Archivio mensile:Maggio 2013

Omofobia.

Al termine della giornata mondiale contro l’omofobia, dopo tanti discorsi meritevoli di attenzione e rispetto, vorrei  sottolineare un aspetto sul quale oggi ho avuto occasione di riflettere.

L’etimologia del termine “omofobia” ha a che fare con la parola “fobia” che indica una paura irrazionale che genera il panico, una paura malata che si rivolge a qualcosa che non dovrebbe fare paura.

L’aggressività nei confronti degli omosessuali in fondo è questo: è la paura irrazionale di ciò che non riusciamo o non vogliamo comprendere in nome di una tranquillizzante normalità.

Conosco diverse persone  ormai di una certa età che hanno vissuto un’intera esistenza di disagio, un’esistenza nell’ombra, nel nascondimento dei propri desideri e delle proprie inclinazioni sessuali in nome di quella “tranquillizzante normalità”.

Credo che sia giunto il momento in cui ogni persona possa vivere come crede, sforzandosi di cercare quella felicità che dovrebbe essere un diritto di tutti e che il pregiudizio e la paura scompaiano.

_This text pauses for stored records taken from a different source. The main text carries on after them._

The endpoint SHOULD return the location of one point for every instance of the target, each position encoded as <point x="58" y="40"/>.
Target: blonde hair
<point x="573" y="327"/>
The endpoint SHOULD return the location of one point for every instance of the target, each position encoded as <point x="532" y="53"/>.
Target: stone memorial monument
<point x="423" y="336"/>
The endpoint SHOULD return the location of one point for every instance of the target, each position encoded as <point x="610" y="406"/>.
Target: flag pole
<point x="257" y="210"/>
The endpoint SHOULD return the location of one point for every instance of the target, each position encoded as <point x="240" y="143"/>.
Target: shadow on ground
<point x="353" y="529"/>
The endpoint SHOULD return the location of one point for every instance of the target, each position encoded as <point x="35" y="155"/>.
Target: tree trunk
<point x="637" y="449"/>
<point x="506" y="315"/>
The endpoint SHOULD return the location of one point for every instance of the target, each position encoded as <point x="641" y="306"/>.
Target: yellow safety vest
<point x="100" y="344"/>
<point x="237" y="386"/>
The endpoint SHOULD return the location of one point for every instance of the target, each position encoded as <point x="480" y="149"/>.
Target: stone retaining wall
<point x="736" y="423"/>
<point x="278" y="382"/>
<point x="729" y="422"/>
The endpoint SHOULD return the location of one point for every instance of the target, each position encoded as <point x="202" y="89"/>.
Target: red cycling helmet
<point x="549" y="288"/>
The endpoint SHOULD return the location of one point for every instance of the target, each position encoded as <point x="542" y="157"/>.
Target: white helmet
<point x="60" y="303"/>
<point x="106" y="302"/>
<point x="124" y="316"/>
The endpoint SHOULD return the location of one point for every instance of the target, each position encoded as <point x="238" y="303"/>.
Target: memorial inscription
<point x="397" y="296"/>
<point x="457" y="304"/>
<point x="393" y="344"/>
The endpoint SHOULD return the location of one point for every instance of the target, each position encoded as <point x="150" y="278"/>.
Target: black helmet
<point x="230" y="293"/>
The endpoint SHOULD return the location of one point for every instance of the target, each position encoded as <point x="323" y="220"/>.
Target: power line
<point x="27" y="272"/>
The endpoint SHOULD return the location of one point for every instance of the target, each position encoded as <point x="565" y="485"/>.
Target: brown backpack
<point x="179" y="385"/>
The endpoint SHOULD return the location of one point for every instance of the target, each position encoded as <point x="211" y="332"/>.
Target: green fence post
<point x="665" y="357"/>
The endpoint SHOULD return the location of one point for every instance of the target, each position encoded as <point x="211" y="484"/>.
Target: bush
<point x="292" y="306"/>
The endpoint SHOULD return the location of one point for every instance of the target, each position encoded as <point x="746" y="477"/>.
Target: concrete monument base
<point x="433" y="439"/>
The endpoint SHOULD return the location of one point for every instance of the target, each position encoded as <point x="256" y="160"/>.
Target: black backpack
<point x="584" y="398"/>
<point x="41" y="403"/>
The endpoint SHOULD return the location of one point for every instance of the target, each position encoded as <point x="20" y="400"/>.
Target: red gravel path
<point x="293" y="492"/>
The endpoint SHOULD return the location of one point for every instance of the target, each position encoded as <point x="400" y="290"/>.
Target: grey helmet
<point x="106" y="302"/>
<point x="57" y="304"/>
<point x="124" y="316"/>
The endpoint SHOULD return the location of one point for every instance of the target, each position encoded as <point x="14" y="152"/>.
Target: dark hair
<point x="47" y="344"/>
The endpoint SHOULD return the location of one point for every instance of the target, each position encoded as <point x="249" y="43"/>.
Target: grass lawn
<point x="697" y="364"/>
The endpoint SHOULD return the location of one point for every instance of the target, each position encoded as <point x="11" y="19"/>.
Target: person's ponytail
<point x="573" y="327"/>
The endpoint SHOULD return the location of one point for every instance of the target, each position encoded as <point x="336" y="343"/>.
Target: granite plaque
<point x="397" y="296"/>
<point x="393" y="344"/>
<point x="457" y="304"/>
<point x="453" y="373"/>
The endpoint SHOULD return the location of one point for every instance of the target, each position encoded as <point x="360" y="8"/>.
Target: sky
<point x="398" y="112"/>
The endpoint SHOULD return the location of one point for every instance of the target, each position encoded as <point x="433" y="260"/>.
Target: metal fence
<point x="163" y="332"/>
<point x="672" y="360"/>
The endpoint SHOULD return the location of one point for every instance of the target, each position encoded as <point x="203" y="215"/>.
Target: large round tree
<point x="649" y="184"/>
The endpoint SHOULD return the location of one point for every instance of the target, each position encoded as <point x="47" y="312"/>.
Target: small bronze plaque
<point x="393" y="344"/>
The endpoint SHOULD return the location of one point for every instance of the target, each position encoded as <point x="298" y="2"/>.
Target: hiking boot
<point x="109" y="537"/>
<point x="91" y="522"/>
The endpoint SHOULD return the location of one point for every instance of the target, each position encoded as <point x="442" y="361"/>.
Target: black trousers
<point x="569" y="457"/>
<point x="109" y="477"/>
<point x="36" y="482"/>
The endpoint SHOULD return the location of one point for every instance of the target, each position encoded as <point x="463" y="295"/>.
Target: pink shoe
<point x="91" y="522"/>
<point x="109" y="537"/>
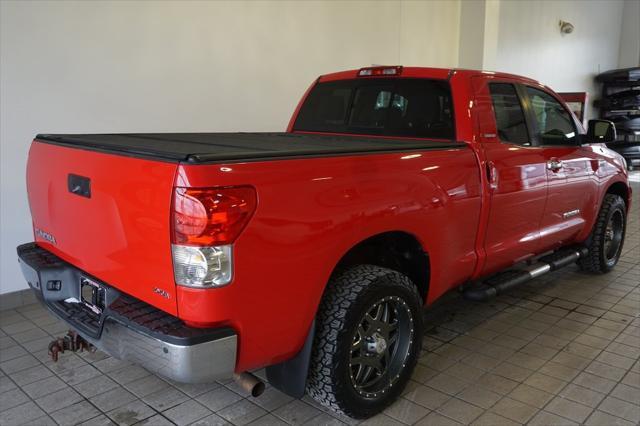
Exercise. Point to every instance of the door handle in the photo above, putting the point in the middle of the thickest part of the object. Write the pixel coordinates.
(554, 165)
(492, 175)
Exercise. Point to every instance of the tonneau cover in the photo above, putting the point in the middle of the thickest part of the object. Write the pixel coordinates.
(214, 147)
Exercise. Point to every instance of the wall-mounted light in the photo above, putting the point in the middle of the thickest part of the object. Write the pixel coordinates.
(566, 27)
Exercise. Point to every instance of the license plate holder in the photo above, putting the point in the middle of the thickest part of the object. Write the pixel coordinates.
(92, 295)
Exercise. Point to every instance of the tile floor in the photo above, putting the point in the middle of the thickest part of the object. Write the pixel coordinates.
(563, 350)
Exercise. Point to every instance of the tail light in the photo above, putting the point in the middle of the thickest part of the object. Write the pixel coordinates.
(205, 223)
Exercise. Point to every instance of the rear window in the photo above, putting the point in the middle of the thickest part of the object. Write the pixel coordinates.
(389, 107)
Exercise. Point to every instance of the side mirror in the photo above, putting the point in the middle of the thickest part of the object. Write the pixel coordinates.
(601, 131)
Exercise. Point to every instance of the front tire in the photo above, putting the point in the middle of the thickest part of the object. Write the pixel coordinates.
(368, 339)
(607, 237)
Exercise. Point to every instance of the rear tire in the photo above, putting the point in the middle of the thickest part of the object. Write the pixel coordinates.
(607, 237)
(367, 342)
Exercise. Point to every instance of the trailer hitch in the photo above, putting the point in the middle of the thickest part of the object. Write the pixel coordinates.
(72, 341)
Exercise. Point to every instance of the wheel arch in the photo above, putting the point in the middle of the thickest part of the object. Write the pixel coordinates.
(400, 251)
(621, 189)
(397, 250)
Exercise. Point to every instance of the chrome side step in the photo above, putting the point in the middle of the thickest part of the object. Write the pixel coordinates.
(507, 280)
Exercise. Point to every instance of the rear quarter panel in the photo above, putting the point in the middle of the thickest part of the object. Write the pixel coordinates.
(121, 234)
(310, 213)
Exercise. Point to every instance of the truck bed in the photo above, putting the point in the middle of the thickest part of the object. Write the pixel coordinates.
(219, 147)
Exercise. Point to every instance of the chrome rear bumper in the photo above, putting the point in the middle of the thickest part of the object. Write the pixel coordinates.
(127, 328)
(198, 363)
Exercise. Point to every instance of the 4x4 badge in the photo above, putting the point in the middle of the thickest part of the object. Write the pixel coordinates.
(45, 235)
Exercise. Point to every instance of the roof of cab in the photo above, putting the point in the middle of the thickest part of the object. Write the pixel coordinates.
(423, 72)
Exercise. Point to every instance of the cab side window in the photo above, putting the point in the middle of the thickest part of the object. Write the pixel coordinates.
(555, 125)
(510, 121)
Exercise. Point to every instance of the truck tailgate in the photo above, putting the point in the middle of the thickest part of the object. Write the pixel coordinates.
(108, 215)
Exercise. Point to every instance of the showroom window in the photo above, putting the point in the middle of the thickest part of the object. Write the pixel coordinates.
(510, 121)
(390, 107)
(555, 124)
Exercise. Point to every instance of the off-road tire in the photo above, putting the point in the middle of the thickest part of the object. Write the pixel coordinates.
(596, 261)
(346, 299)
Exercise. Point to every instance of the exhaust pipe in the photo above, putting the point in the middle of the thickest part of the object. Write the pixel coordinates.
(249, 383)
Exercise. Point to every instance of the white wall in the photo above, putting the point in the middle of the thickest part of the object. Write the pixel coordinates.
(530, 42)
(183, 66)
(630, 35)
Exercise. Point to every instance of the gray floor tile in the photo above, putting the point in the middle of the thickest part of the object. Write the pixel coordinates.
(187, 412)
(58, 399)
(21, 414)
(132, 413)
(242, 412)
(75, 413)
(296, 412)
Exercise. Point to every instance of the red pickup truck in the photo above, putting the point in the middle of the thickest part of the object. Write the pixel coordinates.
(313, 252)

Purtroppo contro l’omofobia non bastano le leggi, ci vuole una rivoluzione culturale.

Tra critiche e insulti.

Forse l’articolo 290 del codice penale (Vilipendio della Repubblica, delle istituzioni costituzionali e delle forze armate) è una norma datata che potrebbe configurare una limitazione  della libertà di espressione, ma è una norma prevista, esistente e quindi va rispettata (in attesa di trovare, eventualmente, la volontà e la forza per modificarla).

Tuttavia credo che, prima di stracciarsi le vesti, bisognerebbe fare un po’ i chiarezza tra cosa significa “critica” e ciò che significa “insulto”.

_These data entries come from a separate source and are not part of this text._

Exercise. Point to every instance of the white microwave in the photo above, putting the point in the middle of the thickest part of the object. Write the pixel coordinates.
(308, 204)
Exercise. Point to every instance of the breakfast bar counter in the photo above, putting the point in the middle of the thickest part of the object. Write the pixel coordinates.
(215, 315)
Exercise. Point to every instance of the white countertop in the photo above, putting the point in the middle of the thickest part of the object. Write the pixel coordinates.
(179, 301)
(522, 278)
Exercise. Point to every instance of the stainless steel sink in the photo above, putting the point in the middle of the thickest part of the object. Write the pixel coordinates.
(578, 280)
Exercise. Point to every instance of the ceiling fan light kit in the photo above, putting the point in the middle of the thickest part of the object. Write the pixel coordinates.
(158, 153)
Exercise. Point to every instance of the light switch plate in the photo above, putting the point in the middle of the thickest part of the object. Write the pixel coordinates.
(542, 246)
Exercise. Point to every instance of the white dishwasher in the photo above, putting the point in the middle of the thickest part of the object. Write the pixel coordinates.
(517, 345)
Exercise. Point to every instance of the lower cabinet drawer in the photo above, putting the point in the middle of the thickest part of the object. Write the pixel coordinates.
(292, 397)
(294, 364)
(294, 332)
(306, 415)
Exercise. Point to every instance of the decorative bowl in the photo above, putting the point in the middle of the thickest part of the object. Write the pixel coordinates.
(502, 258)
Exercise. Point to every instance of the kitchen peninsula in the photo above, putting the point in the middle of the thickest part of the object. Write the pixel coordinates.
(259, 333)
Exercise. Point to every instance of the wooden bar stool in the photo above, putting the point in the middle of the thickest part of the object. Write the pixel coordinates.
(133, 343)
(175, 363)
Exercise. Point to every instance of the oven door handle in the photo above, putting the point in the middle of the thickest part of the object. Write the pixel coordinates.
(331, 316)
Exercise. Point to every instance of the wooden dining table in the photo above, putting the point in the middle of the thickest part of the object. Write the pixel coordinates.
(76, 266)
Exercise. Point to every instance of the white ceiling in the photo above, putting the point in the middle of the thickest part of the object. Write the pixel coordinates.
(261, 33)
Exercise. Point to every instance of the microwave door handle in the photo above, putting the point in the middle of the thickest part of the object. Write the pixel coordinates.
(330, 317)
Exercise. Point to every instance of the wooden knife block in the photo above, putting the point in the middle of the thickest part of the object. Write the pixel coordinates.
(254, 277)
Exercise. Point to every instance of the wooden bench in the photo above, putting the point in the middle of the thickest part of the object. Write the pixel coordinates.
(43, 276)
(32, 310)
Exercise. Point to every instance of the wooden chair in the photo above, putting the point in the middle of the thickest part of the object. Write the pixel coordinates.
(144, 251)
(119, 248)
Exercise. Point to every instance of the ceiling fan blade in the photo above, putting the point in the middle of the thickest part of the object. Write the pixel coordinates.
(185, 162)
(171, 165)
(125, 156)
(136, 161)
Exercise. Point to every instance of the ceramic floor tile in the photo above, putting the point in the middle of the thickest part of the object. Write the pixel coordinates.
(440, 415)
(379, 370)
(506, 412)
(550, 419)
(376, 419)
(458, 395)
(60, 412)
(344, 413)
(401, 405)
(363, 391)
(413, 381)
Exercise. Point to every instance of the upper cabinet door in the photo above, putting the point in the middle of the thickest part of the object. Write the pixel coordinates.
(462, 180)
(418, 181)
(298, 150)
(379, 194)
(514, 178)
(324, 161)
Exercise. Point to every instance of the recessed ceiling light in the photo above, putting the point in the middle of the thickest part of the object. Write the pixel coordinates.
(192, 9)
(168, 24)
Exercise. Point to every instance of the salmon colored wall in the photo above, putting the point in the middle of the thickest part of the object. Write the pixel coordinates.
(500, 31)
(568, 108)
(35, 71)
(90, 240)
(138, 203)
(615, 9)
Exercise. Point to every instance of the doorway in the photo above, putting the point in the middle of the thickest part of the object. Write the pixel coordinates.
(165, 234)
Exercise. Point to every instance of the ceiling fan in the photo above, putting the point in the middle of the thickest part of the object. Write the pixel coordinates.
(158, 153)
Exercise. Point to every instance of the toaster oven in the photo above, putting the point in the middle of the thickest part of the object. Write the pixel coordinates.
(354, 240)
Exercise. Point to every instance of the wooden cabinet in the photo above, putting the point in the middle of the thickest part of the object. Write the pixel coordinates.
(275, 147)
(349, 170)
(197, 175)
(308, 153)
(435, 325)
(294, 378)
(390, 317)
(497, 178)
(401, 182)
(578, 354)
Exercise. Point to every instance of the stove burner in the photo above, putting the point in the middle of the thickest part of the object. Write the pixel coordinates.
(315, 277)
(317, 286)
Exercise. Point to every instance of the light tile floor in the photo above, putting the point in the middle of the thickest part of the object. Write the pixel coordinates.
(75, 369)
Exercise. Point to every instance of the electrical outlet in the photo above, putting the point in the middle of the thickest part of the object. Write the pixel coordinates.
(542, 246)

Non credo che l’articolo 290 punisca la critica civile e democratica all’operato delle massime cariche dello Stato, penso invece che serva a tutelare le stesse dagli insulti gratuiti, dalle ingiurie, dalle illazioni, dalle accuse infamanti senza alcun fondamento.

Ho letto, anche di recente, espressioni ingiuriose nei confronti del Capo dello Stato (sia nei commenti ai blog sia su facebook) che nulla hanno a che fare con la critica, magari aspra, ma che sono improntate ad una violenza verbale che sarebbe inaccettabile nei confronti di chiunque (non solo del Presidente della Repubblica) e che nessuna lotta politica può giustificare.

In passato ho già avuto modo di osservare che il confronto politico ormai ricorda più il tifo da stadio (con minacce e insulti annessi e connessi) che non il dibattito: in sostanza la lotta politica si è spostata sulle persone e non sul merito delle idee e questo fatto segna una triste involuzione nel nostro vivere insieme, nel nostro essere Nazione.

Il reato di vilipendio non dovrebbe esistere, in un Paese civile, perchè il vilipendio non dovrebbe neppure entrare per sbaglio nel nostro linguaggio politico o quotidiano.

 

Contraddizioni.

Non voglio (almeno per ora) entrare nel merito della proposta del ministro Kyenge di concedere la cittadinanza per nascita ai figli di stranieri stabilizzati in Italia perchè la materia mi sembra complessa e meritevole di un’attenta riflessione.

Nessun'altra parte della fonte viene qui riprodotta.